Luc Pommeret

Profile picture of Luc Pommeret, graduate student in Machine Learning and Logic

Research Engineer | Machine Learning and Logic | LISN

Contact: Email address

Professional Experience

LISN (Interdisciplinary Laboratory of Digital Sciences)

Research Engineer

under the supervision of Sophie Rosset and Thomas Gerald

  • Research on the use of atomic propositions in natural language processing (NLP)
  • Development of evaluation tools for atomic proposition-based systems
  • Improvement of information retrieval through proposition atomization

Previously at LISN:

Final year internship | April 2025 - October 2025 (6 months)

under the supervision of Sophie Rosset, Sahar Ghannay and Christophe Servan

  • Evaluation and improvement of a RAG-type dialogue and question-answering system using open-source LLMs
  • Implementation of an atomization step to improve retrieval
  • State of the art on the use of atomic propositions in NLP and training a propositioner

LISN Internship Report

IRIF (Institute for Research in Fundamental Computer Science)

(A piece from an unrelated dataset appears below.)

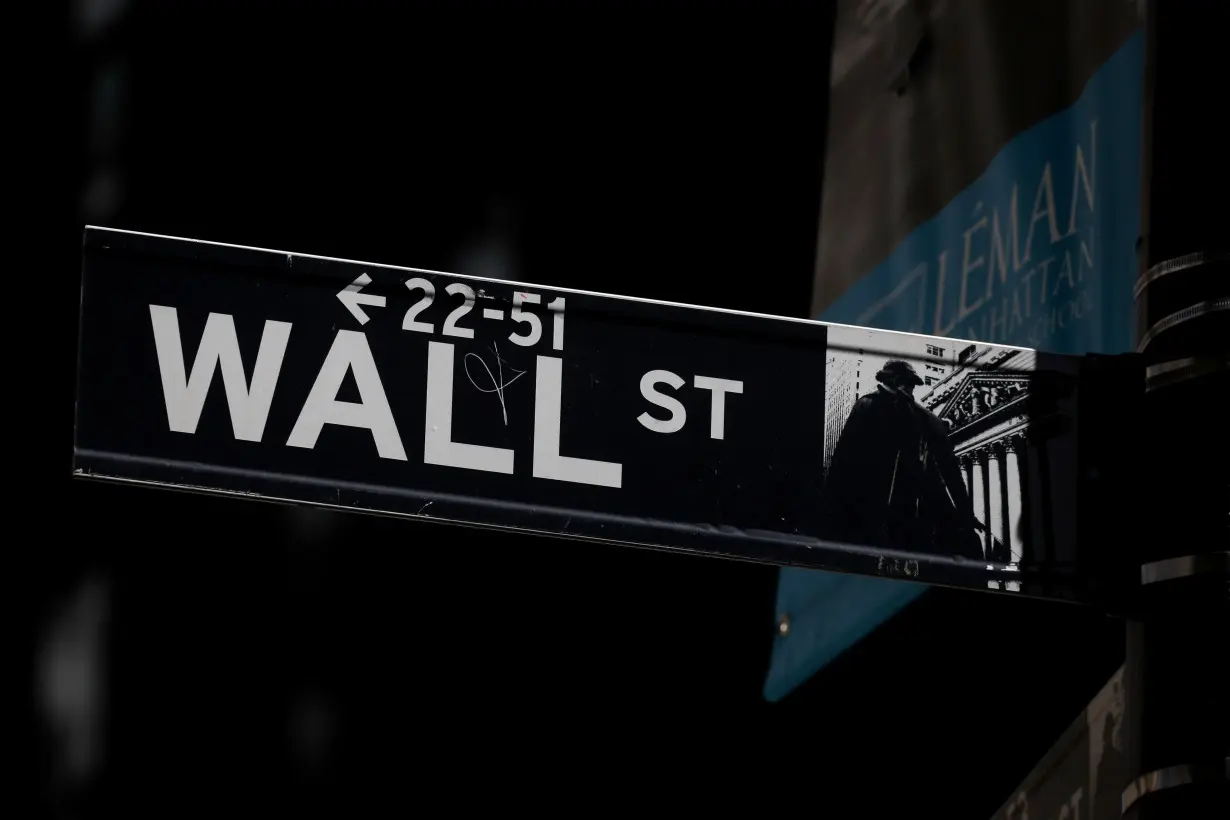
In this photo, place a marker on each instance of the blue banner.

Research Assistant Intern | April 2024 - September 2024

under the supervision of Michel de Rougemont

  • Study of emerging capabilities in large language models (LLMs)
  • Study of the impact of noise in training data on LLM performance
  • Study of the internal representations of transformers who play chess and tic-tac-toe with probing techniques and Sparse Auto Encoders

IRIF Internship Report

Publications & Talks

JDSE 2025 - AtomicEval: Evaluation Framework for Atomic Proposition Autonomy with French Propositioner

September 25-26, 2025 — Université Paris-Saclay

Luc Pommeret, Sophie Rosset, Christophe Servan, Sahar Ghannay.

[HAL] [PDF]

PFIA 2024 - Exploring Emergent Skills with Chess-GPT

5 July 2024 — La Rochelle (France)

In my research, I'm exploring the emerging capabilities of large language models (LLMs) applied to chess, focusing on a model called ChessGPT. I'm examining three main properties: move legality, puzzle solving, and chessboard position prediction. My experiments introduce noise into the training data to observe its impact on the model's performance. The results I've obtained suggest that adding noise can improve certain capabilities of the model, particularly move legality. My work also raises interesting questions about the model's internal representation of the game and opens up avenues for future research, notably the study of the Platonic representation hypothesis in this context.